O QUE O CASO REVELA SOBRE O PODER DE VORCARO?
O elemento que conecta os quatro episódios é a busca por informação privilegiada e influência.
De acordo com as investigações, Vorcaro teria buscado:
informações do MPF;
informações da PF;
informações do Banco Central;
nomes de investigadores;
dados sobre adversários;
interlocução com servidores públicos;
mudanças ou influência sobre regras regulatórias;
vantagens e benefícios para pessoas próximas ao sistema de fiscalização;
e monitoramento de pessoas consideradas prejudiciais aos seus interesses.
É justamente essa combinação que transforma o caso Master em algo muito maior do que uma investigação sobre operações bancárias.
A PERGUNTA CENTRAL: ATÉ ONDE CHEGAVA A REDE?
O ponto mais importante agora é determinar o tamanho real da rede.
A PF precisa esclarecer se cada episódio era isolado ou se fazia parte de uma estratégia coordenada.
Também precisa identificar quais informações chegaram efetivamente a Vorcaro, quais decisões foram influenciadas e se houve contrapartida financeira.
No caso dos servidores do Banco Central, é necessário estabelecer se pagamentos e benefícios estavam relacionados a serviços legítimos ou se representavam vantagem indevida.
No caso de “A Turma”, será preciso identificar todos os participantes, suas funções e o destino dos recursos.
E no caso dos acessos ao MPF e à PF, a investigação deverá apontar os responsáveis por disponibilizar as credenciais.
CONCLUSÃO — UM CASO QUE VAI MUITO ALÉM DO BANCO MASTER
O caso Daniel Vorcaro adquiriu uma dimensão que ultrapassa a discussão sobre a saúde financeira do Banco Master.
As novas revelações descrevem uma possível estrutura de influência que teria atuado em diferentes níveis: mercado financeiro, Banco Central, Polícia Federal, Ministério Público, ambiente empresarial, jornalistas e adversários privados.

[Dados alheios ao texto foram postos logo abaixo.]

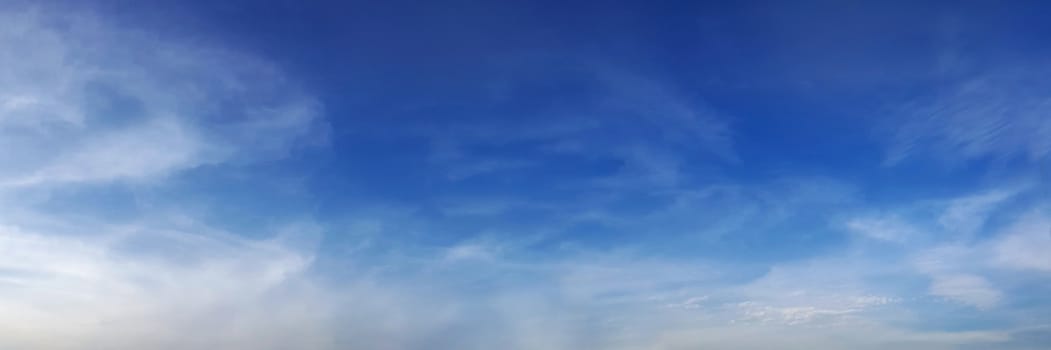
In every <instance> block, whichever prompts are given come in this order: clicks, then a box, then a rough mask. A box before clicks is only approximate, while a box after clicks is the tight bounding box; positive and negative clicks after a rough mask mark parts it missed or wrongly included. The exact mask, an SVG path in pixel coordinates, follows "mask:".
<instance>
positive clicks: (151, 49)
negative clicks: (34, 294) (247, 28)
mask: <svg viewBox="0 0 1051 350" xmlns="http://www.w3.org/2000/svg"><path fill="white" fill-rule="evenodd" d="M0 21H2V22H3V23H4V27H3V28H2V29H0V46H2V47H4V49H3V53H0V185H5V186H8V187H9V186H25V185H40V184H47V183H78V182H105V181H114V180H146V179H150V178H156V177H159V176H165V174H169V173H172V172H177V171H179V170H183V169H187V168H192V167H197V166H200V165H205V164H214V163H219V162H226V161H231V160H232V161H246V160H253V159H259V158H270V157H281V156H283V155H284V153H285V152H287V151H288V150H289V149H291V148H294V147H296V146H297V145H301V144H309V143H313V142H316V141H315V140H311V139H314V138H322V137H324V130H325V126H324V121H323V120H322V119H321V115H320V111H321V109H320V108H321V107H320V104H318V102H317V101H316V100H315V99H314V98H312V97H311V96H309V95H307V94H305V92H303V91H302V90H301V89H298V88H297V87H295V86H294V83H293V82H291V81H290V80H289V79H287V78H286V77H285V76H284V75H283V74H282V73H281V71H280V70H279V69H277V68H276V67H275V66H274V65H273V64H271V63H268V62H266V61H264V60H261V59H259V58H256V57H252V56H249V55H245V54H241V53H235V52H229V50H224V49H219V48H210V47H204V46H201V45H194V44H190V43H189V42H190V41H189V40H182V39H181V38H159V37H154V36H151V35H148V34H146V33H142V32H138V30H136V29H133V28H126V27H116V26H111V25H109V24H108V23H105V22H102V21H100V20H99V19H98V18H96V17H92V16H89V15H84V14H63V15H58V14H55V13H49V12H44V11H23V12H12V11H5V12H0Z"/></svg>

De um lado, aparece a investigação sobre a utilização de servidores públicos e informações protegidas.
De outro, aparecem as estruturas privadas atribuídas a Vorcaro, incluindo “A Turma”, comandada operacionalmente por “Sicário”, e o núcleo digital chamado “Os Meninos”.
No meio dessa teia estão nomes como Daniel Vorcaro, Luiz Phillipi Machado de Moraes Mourão, Henrique Vorcaro, Fabiano Zettel, Belline Santana, Paulo Sérgio Neves de Souza e Marilson Roseno da Silva, além de servidores públicos e outros investigados.

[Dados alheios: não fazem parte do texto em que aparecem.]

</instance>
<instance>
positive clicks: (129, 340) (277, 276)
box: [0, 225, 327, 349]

A PF afirma possuir elementos que apontam para acesso indevido a sistemas, monitoramento, intimidação e possível pagamento a agentes públicos.

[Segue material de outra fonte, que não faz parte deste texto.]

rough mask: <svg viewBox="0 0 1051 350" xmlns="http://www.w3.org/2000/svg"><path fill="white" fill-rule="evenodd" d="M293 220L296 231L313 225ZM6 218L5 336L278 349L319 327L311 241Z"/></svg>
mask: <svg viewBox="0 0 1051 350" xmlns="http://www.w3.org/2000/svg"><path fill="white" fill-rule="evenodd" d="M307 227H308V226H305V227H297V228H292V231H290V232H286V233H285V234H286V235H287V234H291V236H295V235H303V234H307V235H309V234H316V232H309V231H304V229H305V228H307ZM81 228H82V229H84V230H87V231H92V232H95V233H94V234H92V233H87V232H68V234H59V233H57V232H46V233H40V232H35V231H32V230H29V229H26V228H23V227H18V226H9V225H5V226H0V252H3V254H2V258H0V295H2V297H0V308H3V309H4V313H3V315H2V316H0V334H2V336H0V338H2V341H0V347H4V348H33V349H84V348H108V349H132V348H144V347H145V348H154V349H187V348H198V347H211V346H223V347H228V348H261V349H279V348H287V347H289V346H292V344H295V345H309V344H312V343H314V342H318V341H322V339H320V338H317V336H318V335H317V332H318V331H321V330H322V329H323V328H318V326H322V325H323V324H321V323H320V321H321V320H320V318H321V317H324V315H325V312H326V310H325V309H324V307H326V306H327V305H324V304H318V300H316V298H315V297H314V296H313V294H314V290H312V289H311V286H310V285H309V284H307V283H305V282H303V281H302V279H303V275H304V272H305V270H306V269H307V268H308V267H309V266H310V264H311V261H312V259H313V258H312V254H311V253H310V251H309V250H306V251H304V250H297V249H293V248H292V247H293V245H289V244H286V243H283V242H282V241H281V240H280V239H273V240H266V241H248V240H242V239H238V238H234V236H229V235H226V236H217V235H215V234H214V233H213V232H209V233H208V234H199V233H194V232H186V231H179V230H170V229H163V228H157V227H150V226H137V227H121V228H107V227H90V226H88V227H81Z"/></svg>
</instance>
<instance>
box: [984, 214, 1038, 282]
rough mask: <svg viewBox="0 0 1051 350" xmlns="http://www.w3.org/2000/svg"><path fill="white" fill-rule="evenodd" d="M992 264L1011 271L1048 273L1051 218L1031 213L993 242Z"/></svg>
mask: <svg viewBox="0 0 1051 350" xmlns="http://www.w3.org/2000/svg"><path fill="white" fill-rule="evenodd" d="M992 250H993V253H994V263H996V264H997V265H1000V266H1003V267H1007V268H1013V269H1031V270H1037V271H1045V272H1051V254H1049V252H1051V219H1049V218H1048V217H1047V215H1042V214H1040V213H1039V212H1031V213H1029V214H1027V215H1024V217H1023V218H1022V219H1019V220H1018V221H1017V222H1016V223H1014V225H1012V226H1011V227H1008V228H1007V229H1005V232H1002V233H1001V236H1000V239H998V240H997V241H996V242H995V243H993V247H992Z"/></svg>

Mas a palavra final sobre a responsabilidade criminal de cada pessoa ainda dependerá das investigações, do contraditório, da defesa e das decisões judiciais.
O que já está claro, porém, é que o caso deixou de ser apenas uma história sobre a queda de um banco.
É uma investigação sobre uma rede de relações em que dinheiro, informação, influência e acesso a estruturas do Estado aparecem lado a lado.
E quanto mais documentos são tornados públicos, maior é a necessidade de responder a uma pergunta que atravessa todo o caso:
como um empresário investigado conseguiu, segundo a PF, ter acesso tão próximo de informações e pessoas que deveriam justamente fiscalizá-lo?
Essa é uma das questões centrais que ainda precisam ser respondidas.